A Love Letter to Net.Art - The History of the Web

Click around the site a bit and you’ll find yourself tied to an endless string of hyperlinks, hopping from one page to the next, with no real rhyme or reason to tie them altogether. It is almost pure web id, unleashed structurally to engage your curiosity and make use of the web’s most primal feature: the link.

How Google warped the hyperlink | WIRED UK

Ignore the ludicrously clickbaity title. This is a well-considered look at thirty years of linking on the World Wide Web.

The Man Who Invented The Web - TIME

This seventeen year old profile of Tim Berners-Lee is fascinating to read from today’s perspective.

Follow the links | A Working Library

The ability to follow links down and around and through an idea, landing hours later on some random Wikipedia page about fungi you cannot recall how you discovered, is one of the great modes of the web. It is, I’ll go so far to propose, one of the great modes of human thinking.

The Failed Promise of Deep Links — Backchannel — Medium

A really great piece by Scott Rosenberg that uses the myopic thinking behind “deep linking” in native apps as a jumping-off point to delve into the history of hypertext and the web.

It’s kind of weird that he didn’t (also) publish this on his own site though.

Apps Everywhere, but No Unifying Link - NYTimes.com

But as people spend more time on their mobile devices and in their apps, their Internet has taken a step backward, becoming more isolated, more disorganized and ultimately harder to use — more like the web before search engines.
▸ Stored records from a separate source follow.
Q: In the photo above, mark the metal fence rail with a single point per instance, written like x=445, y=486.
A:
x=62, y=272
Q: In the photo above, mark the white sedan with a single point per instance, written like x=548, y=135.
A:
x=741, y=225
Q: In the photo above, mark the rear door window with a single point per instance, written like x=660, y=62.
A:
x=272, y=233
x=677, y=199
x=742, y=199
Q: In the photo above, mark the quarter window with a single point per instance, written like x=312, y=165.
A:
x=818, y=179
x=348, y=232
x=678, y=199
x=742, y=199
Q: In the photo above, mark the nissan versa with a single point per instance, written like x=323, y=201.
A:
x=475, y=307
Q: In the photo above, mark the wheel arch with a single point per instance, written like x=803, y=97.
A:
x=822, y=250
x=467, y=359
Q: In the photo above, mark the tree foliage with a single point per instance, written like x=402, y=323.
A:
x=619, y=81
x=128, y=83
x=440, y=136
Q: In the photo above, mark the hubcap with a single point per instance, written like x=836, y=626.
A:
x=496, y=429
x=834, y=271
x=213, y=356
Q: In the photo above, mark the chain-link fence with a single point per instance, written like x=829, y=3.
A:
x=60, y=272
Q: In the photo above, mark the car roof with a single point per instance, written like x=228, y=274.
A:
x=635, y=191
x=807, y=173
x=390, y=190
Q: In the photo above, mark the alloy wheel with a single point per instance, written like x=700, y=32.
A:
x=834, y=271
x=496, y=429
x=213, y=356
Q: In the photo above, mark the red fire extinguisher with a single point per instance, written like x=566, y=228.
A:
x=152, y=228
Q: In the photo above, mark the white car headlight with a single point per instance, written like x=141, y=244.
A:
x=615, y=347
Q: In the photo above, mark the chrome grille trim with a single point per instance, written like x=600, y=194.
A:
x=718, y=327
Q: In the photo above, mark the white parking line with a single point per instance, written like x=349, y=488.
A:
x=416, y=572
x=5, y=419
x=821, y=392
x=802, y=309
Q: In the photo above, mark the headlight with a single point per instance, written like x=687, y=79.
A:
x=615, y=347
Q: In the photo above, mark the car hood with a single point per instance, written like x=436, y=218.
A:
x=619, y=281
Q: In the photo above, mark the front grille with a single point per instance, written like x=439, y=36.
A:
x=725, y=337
Sparkicons and the humble hyperlink by Mark Boulton

I really like Mark’s idea of standardised “sparkicons” …for a while there, reading this, I was worried he was going to propose something like Snap Preview. shudder

Scripting News: Why apps are not the future

Spot. On.

The great thing about the web is linking. I don’t care how ugly it looks and how pretty your app is, if I can’t link in and out of your world, it’s not even close to a replacement for the web. It would be as silly as saying that you don’t need oceans because you have a bathtub.